Either way, we're talking about a lot of cash. Scott said that at 1 petabyte, it would cost between $1.5 million and $2 million to store all the files for the foreseeable future on server space loaned out from the separate Archive.org, the non-profit organization that manages the Internet Archive (where Scott is also employed). Figuring Scott's estimate of a cost of $1500 per terabyte to store on Archive.org servers, storing 2.5 petabytes for the foreseeable future would cost $3.75 million.

In any case, Archive Team will soon find out just how large a project it's dealing with.

READ MORE: Jason Scott Is Archiving CD-ROMs and Floppy Discs From Closets Around the World

"Archive Team generally tries to assess what exactly a site contains," Scott wrote. "In most cases, it is a relatively small (under a few terabytes) site and can be grabbed wholesale. We don't often get 'whales' like SoundCloud, although we have had a few cases like this. In the case for 'whales,' we do an assessment of what's on the site, try to get a grip on size, and do tests to see how completely we can rescue the data off the dying website. We're doing that with SoundCloud at the moment."

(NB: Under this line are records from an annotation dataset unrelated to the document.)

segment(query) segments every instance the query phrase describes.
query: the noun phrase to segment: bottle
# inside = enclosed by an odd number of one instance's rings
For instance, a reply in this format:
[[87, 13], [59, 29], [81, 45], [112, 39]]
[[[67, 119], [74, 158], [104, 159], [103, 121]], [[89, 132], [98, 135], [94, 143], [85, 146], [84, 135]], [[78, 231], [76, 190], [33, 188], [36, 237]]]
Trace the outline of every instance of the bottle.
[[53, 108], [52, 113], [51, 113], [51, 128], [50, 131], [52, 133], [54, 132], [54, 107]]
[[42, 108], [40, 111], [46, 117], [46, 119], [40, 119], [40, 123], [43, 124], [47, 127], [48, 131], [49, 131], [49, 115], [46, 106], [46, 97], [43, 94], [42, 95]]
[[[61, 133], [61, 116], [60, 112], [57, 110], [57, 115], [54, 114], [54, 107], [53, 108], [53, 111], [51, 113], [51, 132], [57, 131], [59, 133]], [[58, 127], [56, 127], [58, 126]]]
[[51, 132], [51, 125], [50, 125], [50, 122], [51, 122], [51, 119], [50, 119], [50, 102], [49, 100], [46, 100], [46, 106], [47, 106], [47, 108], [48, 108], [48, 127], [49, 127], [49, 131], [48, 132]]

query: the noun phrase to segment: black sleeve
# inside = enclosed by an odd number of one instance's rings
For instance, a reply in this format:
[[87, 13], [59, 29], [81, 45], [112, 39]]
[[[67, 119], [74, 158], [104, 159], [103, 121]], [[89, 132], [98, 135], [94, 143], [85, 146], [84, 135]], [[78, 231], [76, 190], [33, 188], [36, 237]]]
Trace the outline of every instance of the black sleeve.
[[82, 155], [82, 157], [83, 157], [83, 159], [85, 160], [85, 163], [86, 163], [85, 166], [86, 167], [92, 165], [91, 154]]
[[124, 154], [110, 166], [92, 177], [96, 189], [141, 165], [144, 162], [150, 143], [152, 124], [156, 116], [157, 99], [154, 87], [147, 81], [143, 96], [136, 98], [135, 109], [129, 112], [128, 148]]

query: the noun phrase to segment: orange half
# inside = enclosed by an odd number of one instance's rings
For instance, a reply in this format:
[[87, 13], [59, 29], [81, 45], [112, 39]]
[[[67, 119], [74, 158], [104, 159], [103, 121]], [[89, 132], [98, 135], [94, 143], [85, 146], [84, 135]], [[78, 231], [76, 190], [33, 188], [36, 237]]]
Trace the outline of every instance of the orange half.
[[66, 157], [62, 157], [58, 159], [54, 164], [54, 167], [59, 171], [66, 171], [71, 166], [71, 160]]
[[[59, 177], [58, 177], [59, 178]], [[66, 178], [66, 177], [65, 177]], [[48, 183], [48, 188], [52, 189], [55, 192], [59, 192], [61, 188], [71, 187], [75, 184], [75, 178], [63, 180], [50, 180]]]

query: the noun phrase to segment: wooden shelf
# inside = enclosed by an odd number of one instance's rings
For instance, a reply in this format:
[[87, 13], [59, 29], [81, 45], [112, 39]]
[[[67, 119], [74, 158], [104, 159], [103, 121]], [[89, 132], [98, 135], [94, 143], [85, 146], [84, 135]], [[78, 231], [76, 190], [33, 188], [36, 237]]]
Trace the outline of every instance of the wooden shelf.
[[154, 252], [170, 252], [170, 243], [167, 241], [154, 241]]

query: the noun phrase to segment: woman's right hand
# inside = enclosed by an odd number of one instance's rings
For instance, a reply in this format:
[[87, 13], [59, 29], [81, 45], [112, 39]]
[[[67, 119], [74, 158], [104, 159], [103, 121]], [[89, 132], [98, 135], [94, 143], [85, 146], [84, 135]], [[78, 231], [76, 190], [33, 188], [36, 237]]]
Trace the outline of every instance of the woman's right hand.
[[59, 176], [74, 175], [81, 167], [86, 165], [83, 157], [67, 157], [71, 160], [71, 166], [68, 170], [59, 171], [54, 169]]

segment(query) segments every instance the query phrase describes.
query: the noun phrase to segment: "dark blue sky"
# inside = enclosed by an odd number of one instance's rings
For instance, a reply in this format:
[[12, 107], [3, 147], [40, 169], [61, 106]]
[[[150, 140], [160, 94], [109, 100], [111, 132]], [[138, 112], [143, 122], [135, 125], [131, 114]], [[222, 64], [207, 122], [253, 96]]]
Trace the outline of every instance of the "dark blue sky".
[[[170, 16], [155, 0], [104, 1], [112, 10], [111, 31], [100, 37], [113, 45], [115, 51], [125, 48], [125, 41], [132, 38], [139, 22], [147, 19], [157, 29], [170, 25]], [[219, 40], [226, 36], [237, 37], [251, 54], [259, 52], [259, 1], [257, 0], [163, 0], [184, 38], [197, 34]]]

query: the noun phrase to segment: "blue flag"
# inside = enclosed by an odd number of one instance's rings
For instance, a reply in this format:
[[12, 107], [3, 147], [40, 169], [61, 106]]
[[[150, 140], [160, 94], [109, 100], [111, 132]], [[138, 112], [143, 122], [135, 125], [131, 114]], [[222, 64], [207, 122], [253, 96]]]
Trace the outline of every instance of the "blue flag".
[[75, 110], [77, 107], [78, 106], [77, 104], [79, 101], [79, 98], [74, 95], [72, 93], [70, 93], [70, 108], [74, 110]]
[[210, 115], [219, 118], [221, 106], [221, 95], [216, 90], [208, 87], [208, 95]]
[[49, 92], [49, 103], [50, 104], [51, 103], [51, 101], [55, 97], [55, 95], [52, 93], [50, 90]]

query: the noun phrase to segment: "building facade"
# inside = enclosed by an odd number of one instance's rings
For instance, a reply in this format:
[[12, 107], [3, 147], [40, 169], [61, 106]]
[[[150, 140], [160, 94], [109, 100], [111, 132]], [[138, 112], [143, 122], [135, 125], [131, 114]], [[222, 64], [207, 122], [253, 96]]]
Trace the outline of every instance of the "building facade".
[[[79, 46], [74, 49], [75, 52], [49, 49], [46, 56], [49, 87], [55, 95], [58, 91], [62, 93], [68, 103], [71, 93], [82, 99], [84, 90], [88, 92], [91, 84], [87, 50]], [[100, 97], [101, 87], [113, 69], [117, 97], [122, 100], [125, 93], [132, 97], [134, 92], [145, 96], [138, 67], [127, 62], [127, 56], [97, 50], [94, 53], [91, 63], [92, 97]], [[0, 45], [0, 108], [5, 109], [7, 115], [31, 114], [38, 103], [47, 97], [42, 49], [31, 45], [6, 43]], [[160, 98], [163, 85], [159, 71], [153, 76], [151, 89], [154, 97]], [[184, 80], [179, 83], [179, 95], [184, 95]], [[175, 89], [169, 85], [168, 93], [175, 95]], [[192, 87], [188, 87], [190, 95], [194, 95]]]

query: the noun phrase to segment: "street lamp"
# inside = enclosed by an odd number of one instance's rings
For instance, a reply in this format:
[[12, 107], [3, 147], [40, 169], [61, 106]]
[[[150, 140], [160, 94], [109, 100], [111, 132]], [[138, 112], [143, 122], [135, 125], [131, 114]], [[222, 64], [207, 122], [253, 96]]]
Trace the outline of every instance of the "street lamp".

Even archiving just part of the massive library of sounds will be costly, hence why Scott is calling upon those who are interested in assisting with the archiving of SoundCloud to donate to Archive.org.

"We will save the data and then try to make it in some way playable, although we're not interested in hosting a 'new SoundCloud,'" Scott wrote. "Our main concern is artists and creators suddenly finding their stuff gone, and making it so it's not in oblivion."